At this meeting, we saw exciting, cutting-edge data from multiple clinical trials. The OS results of the [phase 3] PROpel trial [NCT03732820], which showed an absolute OS increase of 7 months in patients who received abiraterone plus olaparib vs abiraterone, are [exciting]. Even though it did not meet statistical significance, 7 months is a clinically meaningful [difference]. If that [regimen] is approved by regulatory bodies, it will be a [great] option for our patients.
We [also] saw the updated results from the [phase 3] MAGNITUDE trial [NCT03748641], in which the combination of abiraterone plus niraparib [Zejula] showed benefit in [patients with] BRCA-positive [disease]. We also [saw] updates [from] the [phase 3] ARASENS trial [NCT02799602,] which compared the triplet therapy of darolutamide [Nubeqa] plus ADT and docetaxel [with] ADT plus docetaxel. This trial showed that OS improved with the triplet [regimen] regardless of [disease] volume and risk status.

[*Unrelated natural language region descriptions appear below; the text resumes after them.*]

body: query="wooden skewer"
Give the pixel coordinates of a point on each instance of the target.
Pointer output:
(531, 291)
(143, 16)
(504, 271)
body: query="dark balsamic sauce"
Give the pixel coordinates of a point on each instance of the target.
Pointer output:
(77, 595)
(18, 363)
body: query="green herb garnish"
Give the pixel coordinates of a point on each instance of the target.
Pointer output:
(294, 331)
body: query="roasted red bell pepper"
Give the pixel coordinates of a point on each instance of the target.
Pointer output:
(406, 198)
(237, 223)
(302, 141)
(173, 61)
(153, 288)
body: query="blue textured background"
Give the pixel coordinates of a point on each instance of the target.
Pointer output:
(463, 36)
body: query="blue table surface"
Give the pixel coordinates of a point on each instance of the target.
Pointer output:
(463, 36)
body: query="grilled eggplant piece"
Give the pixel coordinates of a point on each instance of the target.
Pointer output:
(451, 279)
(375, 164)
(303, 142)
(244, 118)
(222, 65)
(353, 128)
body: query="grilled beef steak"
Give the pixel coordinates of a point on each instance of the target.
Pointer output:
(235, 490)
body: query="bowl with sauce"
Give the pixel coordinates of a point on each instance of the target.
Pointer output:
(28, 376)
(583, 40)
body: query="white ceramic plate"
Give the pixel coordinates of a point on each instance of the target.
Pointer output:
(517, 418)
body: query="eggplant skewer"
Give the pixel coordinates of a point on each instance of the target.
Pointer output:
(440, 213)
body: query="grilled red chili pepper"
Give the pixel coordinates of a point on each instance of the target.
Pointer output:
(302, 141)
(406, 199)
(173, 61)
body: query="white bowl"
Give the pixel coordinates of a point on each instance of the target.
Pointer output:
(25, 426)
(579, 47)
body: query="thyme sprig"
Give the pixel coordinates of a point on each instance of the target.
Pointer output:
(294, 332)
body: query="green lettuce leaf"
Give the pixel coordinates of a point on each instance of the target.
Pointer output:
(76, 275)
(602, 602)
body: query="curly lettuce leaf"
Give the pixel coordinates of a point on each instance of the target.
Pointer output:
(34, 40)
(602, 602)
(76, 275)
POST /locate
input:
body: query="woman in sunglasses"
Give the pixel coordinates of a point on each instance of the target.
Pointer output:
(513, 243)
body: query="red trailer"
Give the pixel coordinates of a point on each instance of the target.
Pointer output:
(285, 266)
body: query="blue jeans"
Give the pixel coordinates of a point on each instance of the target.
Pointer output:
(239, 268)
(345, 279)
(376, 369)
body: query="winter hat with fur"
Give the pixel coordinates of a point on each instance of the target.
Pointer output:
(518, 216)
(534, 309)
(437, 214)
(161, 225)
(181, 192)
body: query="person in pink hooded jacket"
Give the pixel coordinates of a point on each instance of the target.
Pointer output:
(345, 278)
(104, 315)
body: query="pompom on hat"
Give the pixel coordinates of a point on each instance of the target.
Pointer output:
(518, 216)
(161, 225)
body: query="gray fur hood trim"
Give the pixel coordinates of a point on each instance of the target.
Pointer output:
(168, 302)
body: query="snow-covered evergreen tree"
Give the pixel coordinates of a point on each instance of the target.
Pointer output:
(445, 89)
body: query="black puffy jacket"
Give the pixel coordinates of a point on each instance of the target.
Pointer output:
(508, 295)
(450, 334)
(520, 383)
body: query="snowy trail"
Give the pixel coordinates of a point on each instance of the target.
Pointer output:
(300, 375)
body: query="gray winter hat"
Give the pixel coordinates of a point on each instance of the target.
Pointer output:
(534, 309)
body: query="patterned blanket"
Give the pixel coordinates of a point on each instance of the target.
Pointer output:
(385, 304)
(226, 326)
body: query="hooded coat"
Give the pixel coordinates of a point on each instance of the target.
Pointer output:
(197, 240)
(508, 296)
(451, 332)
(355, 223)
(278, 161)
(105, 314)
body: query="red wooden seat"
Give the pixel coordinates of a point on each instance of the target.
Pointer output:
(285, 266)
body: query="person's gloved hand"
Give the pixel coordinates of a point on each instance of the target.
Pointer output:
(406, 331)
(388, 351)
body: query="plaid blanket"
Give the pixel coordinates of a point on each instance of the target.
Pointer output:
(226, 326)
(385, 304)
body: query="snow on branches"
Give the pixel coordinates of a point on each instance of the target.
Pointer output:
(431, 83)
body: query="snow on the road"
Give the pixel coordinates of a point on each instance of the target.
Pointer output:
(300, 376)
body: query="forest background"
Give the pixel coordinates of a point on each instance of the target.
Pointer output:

Editor’s Note: Dr. Agarwal reports serving as a consultant or in an advisory role for Astellas Pharma, AstraZeneca, AVEO, Bayer, Bristol-Myers Squibb, Calithera Biosciences, Eisai, EMD Serono, Exelixis, Foundation Medicine, Foundation Medicine, Genentech, Gilead Sciences, Janssen Oncology, Lilly, Lilly, Lilly, Medivation/Astellas, MEI Pharma, Merck, Nektar, Novartis, Pfizer, Pfizer, Pharmacyclics, Seagen, he received research funding from Amgen (Inst), Arvinas (Inst), AstraZeneca (Inst), Bayer (Inst), Bristol-Myers Squibb (Inst), Calithera Biosciences (Inst), Celldex (Inst), crispr therapeutics (Inst), Eisai (Inst), Exelixis (Inst), Genentech (Inst), Immunomedics (Inst), Janssen (Inst), Lilly (Inst), Merck (Inst), Nektar (Inst), ORIC Pharmaceuticals (Inst), ORIC Pharmaceuticals (Inst), Pfizer (Inst), Takeda (Inst).